Predappio è famosa per una cosa sola. Eppure quella cosa è un volano per l’economia locale, e non si può sputare nel piatto in cui si mangia. Pensate se Las Vegas mettesse al bando gioco d’azzardo e prostituzione, in poco tempo andrebbe in malora. Il vero problema è che lui, il mortaccione, è il vero primo cittadino di Predappio. Il sindaco, che sia di destra o di sinistra, è solo un facente funzione. Più si è sdoganato il fascismo, tanto più è impallidita la figura del sindaco, declassato a ciambellano del defunto.
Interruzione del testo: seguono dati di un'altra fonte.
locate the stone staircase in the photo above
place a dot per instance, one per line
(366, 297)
Se è di sinistra, cerca di salvare capra e cavoli, cioè la fedeltà ai valori democratici e i cortei di energumeni in camicia nera, ma è come essere il sindaco di Disneyland quando Topolino ti sta sui coglioni e hai sempre preferito i cartoni della Warner Bros. Se il sindaco è di destra, come quello attuale, ha meno scrupoli, si ingegna di far debordare il clima fascista e nega il contributo del comune ai viaggi d’istruzione ad Auschwitz per le scuole. Una delicatezza politicamente corretta che ci sta facendo fare una figura di cacca davanti a tutto il mondo, a cominciare dalla Germania, dove il consiglio comunale di Dresda ha dichiarato lo “stato d’emergenza nazismo” a causa dell’atmosfera di violenza fomentata da movimenti neonazisti. A differenza di quel che pensa Salvini, certe cose non sono «sepolte dal passato» – o meglio, sì, sono sepolte, ma non basta seppellire per dimenticare, altrimenti alla tomba di Predappio ci andrebbe solo la famiglia della Buonanima, il 2 novembre.